I tried to reproduce your problem (using char and cin instead of wchar_t and wifstream):

//: get.cpp : compile, then run: get < get.cpp

#include <iostream>

int main()
{
  char c;

  while (std::cin.get(c))
  {
    if (c == '/') 
    { 
      char last = c; 
      if (std::cin.get(c) && c == '/')
      {
        // std::cout << "Read to EOL\n";
        while(std::cin.get(c) && c != '\n'); // this comment will be skipped
        // std::cout << "go to next line\n";
        std::cin.putback(c);
        continue;
      }
     else { std::cin.putback(c); c = last; }
    }
    std::cout << c;
  }
  return 0;
}

This program, applied to itself, eliminates all C++ line comments in its output. The inner while loop doesn't eat up all text to the end of file. Please note the putback(c) statement. Without that the newline would not appear.

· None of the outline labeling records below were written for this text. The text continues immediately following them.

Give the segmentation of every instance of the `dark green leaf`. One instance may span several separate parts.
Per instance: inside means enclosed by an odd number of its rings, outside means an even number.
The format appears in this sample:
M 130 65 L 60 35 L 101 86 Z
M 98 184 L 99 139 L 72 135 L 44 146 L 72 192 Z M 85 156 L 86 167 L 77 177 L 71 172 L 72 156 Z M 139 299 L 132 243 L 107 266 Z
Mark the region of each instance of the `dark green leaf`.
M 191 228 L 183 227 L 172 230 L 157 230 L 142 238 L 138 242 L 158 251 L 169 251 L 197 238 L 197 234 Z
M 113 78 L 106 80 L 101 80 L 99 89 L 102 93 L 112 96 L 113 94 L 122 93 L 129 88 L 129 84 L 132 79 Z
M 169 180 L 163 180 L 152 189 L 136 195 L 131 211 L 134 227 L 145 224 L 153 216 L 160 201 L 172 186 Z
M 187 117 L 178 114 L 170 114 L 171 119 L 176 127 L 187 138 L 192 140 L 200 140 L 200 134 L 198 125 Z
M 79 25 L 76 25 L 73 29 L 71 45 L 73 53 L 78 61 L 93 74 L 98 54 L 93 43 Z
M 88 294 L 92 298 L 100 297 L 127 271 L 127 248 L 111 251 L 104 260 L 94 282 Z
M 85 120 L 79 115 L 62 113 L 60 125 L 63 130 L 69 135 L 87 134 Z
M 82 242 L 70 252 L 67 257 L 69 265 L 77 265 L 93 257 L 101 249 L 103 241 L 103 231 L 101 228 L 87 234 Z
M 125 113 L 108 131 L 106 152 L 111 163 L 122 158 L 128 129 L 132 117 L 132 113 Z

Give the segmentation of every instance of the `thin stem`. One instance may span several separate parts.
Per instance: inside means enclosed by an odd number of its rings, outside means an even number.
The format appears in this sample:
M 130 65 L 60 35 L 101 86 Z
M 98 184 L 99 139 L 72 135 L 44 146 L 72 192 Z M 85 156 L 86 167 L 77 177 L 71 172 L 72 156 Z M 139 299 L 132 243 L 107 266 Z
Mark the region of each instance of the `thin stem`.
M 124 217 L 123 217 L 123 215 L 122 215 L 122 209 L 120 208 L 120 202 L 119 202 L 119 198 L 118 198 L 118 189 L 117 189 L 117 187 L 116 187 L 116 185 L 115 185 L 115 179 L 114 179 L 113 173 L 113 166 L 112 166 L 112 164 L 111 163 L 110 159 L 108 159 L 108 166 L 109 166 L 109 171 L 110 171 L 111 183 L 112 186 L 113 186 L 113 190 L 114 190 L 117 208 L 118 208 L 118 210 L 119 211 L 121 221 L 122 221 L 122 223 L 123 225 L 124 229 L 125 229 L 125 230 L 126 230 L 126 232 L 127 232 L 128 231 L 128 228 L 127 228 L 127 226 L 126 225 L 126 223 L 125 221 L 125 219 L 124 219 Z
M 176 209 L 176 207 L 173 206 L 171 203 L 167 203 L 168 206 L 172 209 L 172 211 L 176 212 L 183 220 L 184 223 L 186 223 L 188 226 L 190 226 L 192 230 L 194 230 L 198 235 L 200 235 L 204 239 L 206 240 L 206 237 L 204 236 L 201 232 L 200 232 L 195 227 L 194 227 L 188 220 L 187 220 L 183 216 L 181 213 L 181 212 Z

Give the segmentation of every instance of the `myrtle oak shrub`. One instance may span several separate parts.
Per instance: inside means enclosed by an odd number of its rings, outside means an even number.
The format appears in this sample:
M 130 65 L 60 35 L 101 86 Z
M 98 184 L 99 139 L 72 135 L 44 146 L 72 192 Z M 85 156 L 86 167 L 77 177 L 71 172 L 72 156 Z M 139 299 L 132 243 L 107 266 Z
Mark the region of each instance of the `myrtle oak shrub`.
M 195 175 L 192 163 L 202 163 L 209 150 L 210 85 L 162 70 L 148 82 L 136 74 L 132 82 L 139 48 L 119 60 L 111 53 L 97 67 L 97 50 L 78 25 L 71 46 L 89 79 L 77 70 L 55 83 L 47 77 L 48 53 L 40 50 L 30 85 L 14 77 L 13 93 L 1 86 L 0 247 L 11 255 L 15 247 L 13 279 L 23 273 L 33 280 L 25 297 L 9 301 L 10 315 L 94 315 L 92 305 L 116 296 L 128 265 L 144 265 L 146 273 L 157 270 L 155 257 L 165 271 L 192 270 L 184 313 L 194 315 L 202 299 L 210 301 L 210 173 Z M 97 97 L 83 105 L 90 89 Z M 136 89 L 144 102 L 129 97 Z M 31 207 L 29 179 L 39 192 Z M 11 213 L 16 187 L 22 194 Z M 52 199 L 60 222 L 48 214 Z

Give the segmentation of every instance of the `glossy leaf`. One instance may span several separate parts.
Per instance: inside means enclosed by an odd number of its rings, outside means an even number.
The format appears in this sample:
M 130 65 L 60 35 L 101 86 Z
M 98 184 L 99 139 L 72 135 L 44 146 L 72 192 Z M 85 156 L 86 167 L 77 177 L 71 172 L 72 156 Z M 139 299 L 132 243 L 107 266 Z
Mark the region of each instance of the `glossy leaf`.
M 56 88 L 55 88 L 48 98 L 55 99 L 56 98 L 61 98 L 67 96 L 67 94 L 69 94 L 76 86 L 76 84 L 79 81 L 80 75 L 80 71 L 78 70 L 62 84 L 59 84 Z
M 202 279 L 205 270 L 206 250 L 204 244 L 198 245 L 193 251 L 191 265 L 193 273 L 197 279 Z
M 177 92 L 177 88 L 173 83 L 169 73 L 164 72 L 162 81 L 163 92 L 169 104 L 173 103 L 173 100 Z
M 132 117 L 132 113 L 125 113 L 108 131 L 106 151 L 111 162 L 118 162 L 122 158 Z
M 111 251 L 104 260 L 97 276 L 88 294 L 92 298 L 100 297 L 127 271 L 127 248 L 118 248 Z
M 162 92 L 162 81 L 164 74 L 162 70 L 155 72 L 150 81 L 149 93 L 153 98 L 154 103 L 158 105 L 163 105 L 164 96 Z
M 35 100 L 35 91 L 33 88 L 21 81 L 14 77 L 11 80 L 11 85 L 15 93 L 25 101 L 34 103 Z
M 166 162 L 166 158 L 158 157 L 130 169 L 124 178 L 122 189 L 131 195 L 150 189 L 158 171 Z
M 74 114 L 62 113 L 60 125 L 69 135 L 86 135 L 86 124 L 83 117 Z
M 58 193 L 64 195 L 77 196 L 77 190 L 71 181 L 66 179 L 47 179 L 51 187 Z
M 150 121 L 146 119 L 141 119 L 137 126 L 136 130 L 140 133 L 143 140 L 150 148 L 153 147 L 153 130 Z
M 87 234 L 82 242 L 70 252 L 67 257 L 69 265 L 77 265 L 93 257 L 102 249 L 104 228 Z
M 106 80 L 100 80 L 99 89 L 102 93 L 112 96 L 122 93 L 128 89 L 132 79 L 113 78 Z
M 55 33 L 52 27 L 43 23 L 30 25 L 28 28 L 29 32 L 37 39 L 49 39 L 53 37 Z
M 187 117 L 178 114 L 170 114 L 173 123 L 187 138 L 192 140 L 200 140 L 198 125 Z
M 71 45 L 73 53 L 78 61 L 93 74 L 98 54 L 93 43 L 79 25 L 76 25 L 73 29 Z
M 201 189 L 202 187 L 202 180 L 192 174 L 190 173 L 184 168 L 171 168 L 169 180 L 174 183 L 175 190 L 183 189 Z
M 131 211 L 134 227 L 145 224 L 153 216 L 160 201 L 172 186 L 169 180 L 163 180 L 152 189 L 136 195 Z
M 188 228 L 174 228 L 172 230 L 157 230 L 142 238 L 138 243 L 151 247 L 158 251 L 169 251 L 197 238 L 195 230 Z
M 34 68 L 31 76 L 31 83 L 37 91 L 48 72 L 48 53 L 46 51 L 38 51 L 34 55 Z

If it doesn't work the same for wifstream, it would be very strange except for one reason: when the opened text file is not saved as 16bit char and the \n char ends up in the wrong byte...


You could open the stream in binary mode:

std::wifstream stream(filename, std::ios::binary);

You'll lose any formatting operations provided my the stream if you do this.

The other option is to read the entire stream into a string and then process the string:

std::wostringstream ss;
ss << filestream.rdbuf();

OF course, getting the string from the ostringstream rquires an additional copy of the string, so you could consider changing this at some point to use a custom stream if you feel adventurous. EDIT: someone else mention istreambuf_iterator, which is probably a better way of doing it than reading the whole stream into a string.


Wrap the stream (or its buffer, specifically) in a std::streambuf_iterator? That should ignore all formatting, and also give you a nice iterator interface.

Alternatively, a much more efficient, and fool-proof, approach might to just use the Win32 API (or Boost) to memory-map the file. Then you can traverse it using plain pointers, and you're guaranteed that nothing will be skipped or converted by the runtime.